Dans le nord-ouest de l'Argentine, un village d'irrésistibles montagnards s'oppose à un projet de mine d'or à ciel ouvert, dont les premiers travaux ont été confiés à la société Osisko, établie à Montréal.

Accroché à la cordillère des Andes, le village de Famatina et ses 4000 âmes semblent couler des jours paisibles. Sur la place centrale, face à l'église fraîchement repeinte, enfants et retraités prennent l'ombre des platanes. Pourtant, la colère gronde dans les ruelles de cette bourgade de la Rioja, province du nord-ouest argentin.

Depuis des mois, ses habitants mènent une résistance acharnée contre un projet de mine d'or à ciel ouvert, dont les travaux ont été confiés à la société Osisko Mining Corporation, située à Montréal, également à la tête du projet de mine d'or de Malartic.

Ce que redoutent ces habitants, c'est l'utilisation et la pollution de leur source d'eau, qui dévale du mont General Belgrano, où la mine pourrait être creusée, à moins de 20 km du village. «Les mines pompent beaucoup d'eau. Or cette source est la seule qui alimente nos enfants et les agriculteurs de la vallée», martèle Carolina Suffich, enseignante de 37 ans, à la tête d'un défilé organisé à l'occasion de l'anniversaire de la ville.

Juste avant l'entrée en vigueur de l'accord, signé entre la province et Osisko, le 2 janvier dernier, des villageois ont élevé un barrage sur la route qui mène à la mine, à 2000 m d'altitude. Depuis, ils s'y relaient jour et nuit, pour empêcher Osisko de monter. «Nous sommes prêts à y passer l'hiver [austral]», prévient Eugenio, retraité de 74 ans, devant un abri de fortune.

Les manifestations se propagent aussi à d'autres provinces, jusque devant l'ambassade du Canada à Buenos Aires. Des artistes ont enregistré une chanson pour Famatina. Et, en ce jour d'anniversaire, des sénateurs et députés de l'opposition ont même fait le déplacement pour annoncer l'ouverture au Congrès d'un débat sur les mines, qui prend peu à peu une dimension nationale.

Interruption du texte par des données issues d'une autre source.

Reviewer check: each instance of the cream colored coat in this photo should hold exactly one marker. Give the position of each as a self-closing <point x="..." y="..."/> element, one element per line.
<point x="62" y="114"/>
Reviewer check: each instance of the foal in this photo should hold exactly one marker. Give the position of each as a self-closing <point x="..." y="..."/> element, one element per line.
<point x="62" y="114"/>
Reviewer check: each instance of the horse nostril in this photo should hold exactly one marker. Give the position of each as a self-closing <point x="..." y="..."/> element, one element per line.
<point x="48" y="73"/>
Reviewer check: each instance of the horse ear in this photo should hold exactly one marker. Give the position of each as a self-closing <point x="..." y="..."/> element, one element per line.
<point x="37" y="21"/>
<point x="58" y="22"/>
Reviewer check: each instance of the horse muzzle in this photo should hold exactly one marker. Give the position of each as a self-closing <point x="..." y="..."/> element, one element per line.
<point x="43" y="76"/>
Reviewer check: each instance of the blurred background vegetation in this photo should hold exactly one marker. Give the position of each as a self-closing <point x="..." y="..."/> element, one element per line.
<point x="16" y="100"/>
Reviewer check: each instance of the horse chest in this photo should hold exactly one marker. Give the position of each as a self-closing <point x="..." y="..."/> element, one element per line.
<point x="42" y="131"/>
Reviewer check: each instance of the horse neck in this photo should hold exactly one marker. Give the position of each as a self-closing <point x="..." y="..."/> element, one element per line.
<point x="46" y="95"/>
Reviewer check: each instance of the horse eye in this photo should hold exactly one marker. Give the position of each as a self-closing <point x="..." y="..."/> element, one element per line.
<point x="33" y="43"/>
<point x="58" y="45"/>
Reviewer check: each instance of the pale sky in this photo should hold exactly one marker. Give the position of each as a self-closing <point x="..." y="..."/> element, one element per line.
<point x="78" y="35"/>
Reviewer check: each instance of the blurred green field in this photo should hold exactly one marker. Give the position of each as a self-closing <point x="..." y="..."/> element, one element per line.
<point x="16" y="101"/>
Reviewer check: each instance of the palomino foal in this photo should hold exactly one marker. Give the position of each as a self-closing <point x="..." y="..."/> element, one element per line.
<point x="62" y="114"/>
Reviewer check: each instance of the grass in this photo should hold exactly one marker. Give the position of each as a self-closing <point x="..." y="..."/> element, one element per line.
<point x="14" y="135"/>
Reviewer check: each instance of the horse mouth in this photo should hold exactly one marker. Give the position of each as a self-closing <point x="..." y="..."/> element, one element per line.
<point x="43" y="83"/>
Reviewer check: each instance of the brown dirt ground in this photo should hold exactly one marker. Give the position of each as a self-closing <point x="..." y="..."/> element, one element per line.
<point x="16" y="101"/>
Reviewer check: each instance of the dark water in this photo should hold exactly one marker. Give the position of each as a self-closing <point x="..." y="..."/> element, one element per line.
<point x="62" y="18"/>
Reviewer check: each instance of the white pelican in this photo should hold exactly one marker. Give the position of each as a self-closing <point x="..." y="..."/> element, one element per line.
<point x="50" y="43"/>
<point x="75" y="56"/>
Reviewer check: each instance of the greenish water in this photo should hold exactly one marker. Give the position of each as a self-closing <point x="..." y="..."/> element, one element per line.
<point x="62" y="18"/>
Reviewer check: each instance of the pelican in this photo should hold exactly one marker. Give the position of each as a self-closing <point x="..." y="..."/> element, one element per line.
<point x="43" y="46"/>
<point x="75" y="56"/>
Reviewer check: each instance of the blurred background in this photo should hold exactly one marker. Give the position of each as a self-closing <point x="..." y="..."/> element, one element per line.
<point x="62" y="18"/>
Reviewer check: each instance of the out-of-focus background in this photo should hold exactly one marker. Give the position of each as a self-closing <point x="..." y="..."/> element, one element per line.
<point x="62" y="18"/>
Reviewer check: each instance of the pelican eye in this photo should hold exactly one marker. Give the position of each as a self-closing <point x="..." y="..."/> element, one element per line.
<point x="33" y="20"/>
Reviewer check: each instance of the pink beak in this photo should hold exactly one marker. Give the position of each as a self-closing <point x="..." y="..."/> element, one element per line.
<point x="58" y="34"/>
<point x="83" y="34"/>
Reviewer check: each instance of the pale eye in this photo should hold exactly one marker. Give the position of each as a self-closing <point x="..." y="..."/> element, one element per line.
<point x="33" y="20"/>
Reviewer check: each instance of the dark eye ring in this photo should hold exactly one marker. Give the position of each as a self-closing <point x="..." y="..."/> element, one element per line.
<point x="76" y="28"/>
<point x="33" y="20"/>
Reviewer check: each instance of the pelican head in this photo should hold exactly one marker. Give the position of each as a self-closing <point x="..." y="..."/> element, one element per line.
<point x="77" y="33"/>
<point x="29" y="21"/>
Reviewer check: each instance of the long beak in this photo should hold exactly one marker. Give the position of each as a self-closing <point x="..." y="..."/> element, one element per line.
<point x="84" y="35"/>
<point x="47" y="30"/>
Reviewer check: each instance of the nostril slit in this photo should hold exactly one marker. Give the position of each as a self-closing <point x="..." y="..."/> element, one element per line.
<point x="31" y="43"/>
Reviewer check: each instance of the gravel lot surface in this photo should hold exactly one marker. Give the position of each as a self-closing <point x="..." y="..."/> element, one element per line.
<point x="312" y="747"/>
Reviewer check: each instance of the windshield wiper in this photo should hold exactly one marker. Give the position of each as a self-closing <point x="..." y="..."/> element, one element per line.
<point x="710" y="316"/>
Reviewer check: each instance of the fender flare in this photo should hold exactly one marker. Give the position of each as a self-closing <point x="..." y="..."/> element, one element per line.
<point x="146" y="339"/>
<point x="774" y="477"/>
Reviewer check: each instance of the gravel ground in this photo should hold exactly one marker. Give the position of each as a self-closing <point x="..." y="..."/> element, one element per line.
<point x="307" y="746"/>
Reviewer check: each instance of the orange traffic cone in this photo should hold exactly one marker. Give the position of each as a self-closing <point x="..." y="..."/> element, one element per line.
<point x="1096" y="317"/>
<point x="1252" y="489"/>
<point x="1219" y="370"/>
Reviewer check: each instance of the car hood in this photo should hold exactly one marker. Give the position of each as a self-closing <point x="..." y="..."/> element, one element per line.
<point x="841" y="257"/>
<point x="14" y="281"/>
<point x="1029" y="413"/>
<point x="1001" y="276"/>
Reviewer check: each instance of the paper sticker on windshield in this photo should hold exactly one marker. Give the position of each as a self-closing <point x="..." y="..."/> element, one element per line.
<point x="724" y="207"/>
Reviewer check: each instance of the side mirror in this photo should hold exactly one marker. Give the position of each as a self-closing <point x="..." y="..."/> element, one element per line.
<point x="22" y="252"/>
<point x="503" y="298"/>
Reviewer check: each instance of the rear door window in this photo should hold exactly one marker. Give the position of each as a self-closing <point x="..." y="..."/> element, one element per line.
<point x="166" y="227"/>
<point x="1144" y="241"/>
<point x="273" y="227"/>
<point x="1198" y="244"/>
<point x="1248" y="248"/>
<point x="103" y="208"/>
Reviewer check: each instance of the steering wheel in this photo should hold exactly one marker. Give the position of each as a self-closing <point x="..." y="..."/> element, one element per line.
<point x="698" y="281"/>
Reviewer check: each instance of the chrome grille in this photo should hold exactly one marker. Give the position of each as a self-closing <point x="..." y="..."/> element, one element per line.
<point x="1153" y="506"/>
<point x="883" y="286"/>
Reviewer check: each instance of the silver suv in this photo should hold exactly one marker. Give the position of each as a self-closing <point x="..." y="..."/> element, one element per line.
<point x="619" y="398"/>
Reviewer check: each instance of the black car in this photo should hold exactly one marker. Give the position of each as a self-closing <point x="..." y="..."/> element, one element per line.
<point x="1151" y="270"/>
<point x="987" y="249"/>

Comment expliquer une telle mobilisation? «Ce projet a été signé sans consultation publique comme cela aurait dû être le cas, alors que la majorité des habitants y sont opposés. Ils ont le sentiment que leur souveraineté a été bafouée», analyse le curé de Famatina, Omar Quintero, rallié à la cause des habitants, tout comme l'intendant du village. S'ajoute une défiance très forte envers les autorités. «Des mines propres, cela existe peut-être dans les pays riches, mais ici la corruption est trop forte», lâche Carolina Suffich. Les habitants doutent aussi de l'intérêt pour eux d'un tel projet. «Les taxes sur les revenus miniers sont assez faibles et vont plus à l'État qu'aux provinces. Les postes de travail créés ne dureront que quelques années, alors que nos montagnes vont être longtemps dégradées», fait valoir Eugenio.

Résultat, devant cette levée de boucliers, les travaux ont été provisoirement suspendus. À la signature de l'accord, Osisko a évoqué dans un communiqué un «projet idéal pour percer dans l'une des meilleures juridictions minières de l'Amérique du Sud». Aujourd'hui, elle tempère et souligne que le projet n'en est qu'au stade de l'exploration, que l'ouverture d'une mine reste «hypothétique», et ajoute que si elle avait lieu, l'environnement serait parfaitement protégé, avec par exemple un système de recyclage des eaux. Elle promet enfin que «sans acceptabilité sociale, aucun travail ne sera fait».

Mais le projet n'est pas abandonné. La présidente argentine, Cristina Kirchner, souhaite faire progresser le secteur minier, comme le Chili ou le Pérou, et profiter de la hausse vertigineuse du cours des minerais. Les investissements étrangers ont d'ailleurs augmenté de 40% entre 2009 et 2010.

Encouragé par la présidente, le gouverneur de la Rioja, Luis Beder Herrera, multiplie donc la publicité dans les médias pour défendre son projet. Et durcit le ton. Après une nouvelle manifestation, devant la maison d'une députée pro-mine, le gouverneur a fait une comparaison entre les méthodes des écologistes et celles des nazis. Ce qui n'est pas pour calmer l'ardeur des militants, comme Carolina Suffich, qui promet «qu'il faudra lui passer sur le corps» pour que naisse un jour cette mine de la discorde.